あまり話したくないというのもわからなくはない。
「理解していないようなので説明するが、この話が不吉なのは原因がわかっていないからだ。冒険者は案外と理詰めで物を考える。原因がわからない物ほど恐ろしい物はないということだ」
「原因がわからないんですか」
ジェームズ氏はコツンとテーブルを人差し指で叩く。
「そうだ。冒険者も初心者の頃なら怪異を理由もなく怖れたり、絶対的な強さを持つ特別な怪異に畏怖したりもする。そういう連中が精神に変調をきたして思春期の妄想よろしく怪物化するというならわからないでもない。だが、このイマージュを引き起こすのは必ず中堅以上の冒険者なのだ」
「中堅以上の冒険者に怪異を特別視する者はいないと?」
「そうだな、いない訳ではない。なまじ言葉が通じる強大な怪異を信奉したり憧れたりする奴もいることはいる。だが、そういった連中はあまりこの病に罹らない」
「病なんですか?」
俺は意外に思って聞いた。
原因不明の現象を病と言い切る根拠が知りたい。
「病というのは必ず一定の症状が共通して現れるだろう? このイマージュにもそれがある。この病を発症する連中はその直前に自分の体内に自分以外の何かがいるようだと思うらしいのだ」
「自分以外の何か?」
「ああ、だから最初はこの現象は憑依の一種だろうと思われていた。しかし探知や分析で彼らから怪異の気配が感じられなかった」
自分以外の何かが自分の内に在る。
確かにそれだけを聞くと憑依か寄生を考えるだろう。
実際それらの現象は怪異を相手にしている場合頻繁に起こる現象でもあった。
肉体を持たない段階の怪異にとって、人間に入り込むのはそう難しいことではないからだ。
しかし、その場合は明確に怪異の存在がそこにあることになる。
もちろんほとんど探知を受け付けない怪異もいないことはない。
だが、それらの怪異は人体に潜り込んですぐに活動を停止してひっそりと眠りにつくか自分を自分で封じてしまうという性質を持っていた。
人間が変貌する程影響を及ぼしているのに感知出来ない怪異というのはまず考えられない。

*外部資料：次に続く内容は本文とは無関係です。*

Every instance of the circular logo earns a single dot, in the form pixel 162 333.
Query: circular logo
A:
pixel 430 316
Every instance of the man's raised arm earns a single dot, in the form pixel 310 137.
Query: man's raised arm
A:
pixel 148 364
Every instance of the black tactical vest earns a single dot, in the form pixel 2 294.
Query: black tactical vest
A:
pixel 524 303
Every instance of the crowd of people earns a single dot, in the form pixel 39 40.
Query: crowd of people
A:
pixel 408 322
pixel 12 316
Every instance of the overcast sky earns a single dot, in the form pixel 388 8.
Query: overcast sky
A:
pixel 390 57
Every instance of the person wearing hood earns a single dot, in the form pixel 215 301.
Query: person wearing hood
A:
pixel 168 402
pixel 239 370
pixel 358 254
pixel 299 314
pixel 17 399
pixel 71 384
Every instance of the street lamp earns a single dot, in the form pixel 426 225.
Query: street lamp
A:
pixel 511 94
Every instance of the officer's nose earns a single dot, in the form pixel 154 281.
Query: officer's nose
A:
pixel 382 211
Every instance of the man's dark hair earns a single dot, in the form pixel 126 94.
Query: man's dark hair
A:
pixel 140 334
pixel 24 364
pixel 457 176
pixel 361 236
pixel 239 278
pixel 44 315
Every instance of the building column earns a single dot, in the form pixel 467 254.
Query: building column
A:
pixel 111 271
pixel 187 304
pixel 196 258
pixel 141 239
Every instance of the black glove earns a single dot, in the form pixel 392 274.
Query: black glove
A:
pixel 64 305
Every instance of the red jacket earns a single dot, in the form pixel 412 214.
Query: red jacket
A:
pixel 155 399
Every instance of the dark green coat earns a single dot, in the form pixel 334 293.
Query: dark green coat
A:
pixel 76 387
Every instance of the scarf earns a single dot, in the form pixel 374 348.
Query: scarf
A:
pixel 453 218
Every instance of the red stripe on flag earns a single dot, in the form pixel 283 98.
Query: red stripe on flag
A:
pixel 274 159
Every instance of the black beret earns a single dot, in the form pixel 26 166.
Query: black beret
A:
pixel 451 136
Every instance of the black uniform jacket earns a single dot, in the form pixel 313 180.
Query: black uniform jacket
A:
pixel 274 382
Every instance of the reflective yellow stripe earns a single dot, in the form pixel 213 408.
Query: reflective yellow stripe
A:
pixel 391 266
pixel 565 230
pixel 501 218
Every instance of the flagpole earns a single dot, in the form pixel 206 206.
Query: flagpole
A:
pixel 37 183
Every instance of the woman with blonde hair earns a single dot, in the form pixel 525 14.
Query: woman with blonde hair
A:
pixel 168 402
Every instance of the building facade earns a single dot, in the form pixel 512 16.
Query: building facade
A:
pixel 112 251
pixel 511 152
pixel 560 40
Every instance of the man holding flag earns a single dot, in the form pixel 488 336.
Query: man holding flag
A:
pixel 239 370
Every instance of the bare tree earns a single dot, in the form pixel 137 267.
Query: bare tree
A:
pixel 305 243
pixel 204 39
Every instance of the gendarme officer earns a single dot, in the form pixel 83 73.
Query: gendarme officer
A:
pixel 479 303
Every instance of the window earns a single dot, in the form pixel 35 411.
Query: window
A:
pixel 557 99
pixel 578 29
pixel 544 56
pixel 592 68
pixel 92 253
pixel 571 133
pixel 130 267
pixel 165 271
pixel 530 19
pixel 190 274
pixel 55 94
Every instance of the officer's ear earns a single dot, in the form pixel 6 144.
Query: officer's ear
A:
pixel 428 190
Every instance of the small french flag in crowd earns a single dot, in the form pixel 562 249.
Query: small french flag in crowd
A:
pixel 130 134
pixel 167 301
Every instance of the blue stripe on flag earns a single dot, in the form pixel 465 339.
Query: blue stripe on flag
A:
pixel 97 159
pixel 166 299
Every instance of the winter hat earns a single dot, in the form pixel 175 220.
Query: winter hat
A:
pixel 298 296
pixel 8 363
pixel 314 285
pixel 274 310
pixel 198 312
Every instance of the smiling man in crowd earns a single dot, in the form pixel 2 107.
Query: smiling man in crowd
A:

「原因不明か……ですが、とある元冒険者の方はその人間の思い込みで変化するようなことを言ってましたけど」
「そりゃあ冒険者個々人の考え方の違いだな。そいつはつまり思春期の病の延長線上にあるようなもんだと判断したんだろう。そもそもこの病に罹ったやつが怪物に汚染されるなんて言い出すから、妄想に汚染される病、つまり存在しないものを見る病気でイマージュとか呼んでたんだしな」
「……妄想で人の体は変異するものでしょうか?」
「絶対しないとは言わないが、冒険者だけがそうなるというとそりゃあ原因は他にあると思わざるを得ないな」
ジェームズ氏の口元が皮肉に歪む。
確かに単なる妄想で体が変化するのなら冒険者以外もそうなってしかるべきだ。
しかし、実際には冒険者以外にその病気のようなものを患っている者はいない。
そうなれば当然、原因として考えられるのは彼らの仕事の相手である……。
「怪異ですよね」
「そうだな」
ところでちょっと前から光っている床が気になる。
特にこちらの体に干渉してくることはない物のようだが、放置していて大丈夫なのだろうか?
俺は魔術とか術式の類の解析は苦手なんだよな。
うちの連中の使う術式なら慣れているからある程度わかるんだけど。
この陣は既に文字からして知らない物だ。
「ところでお聞きしてよろしいでしょうか? この床は……」
「ああ」
俺の言葉を遮ってジェームズ氏がさも今思いついたとでも言うように手を叩いて声を上げた。
「はい?」
「そろそろお昼だ。娘が張り切っていたから遅くなると機嫌を損ねそうだ。話がこれまでなら昼食にしないかね?」
ジェームズ氏が手を叩いた途端、床の光っていた陣の文様は消えた。
改めて照明の下に照らされた床にはそんな物があったような痕跡すらない。
もしかしてばっくれる気なのか?
くそっ、ツッコミたいが下手すると藪をつついて蛇を出すパターンになりそうで怖い。
「そう……です、ね」
かくして俺は追求を諦めたのだった。
無事に上に戻ると、家の中にいい匂いが立ち込めていた。
バターとかパンとかガーリックとか、俺が普段あまり嗅ぐことのない洋風の食べ物の匂いだ。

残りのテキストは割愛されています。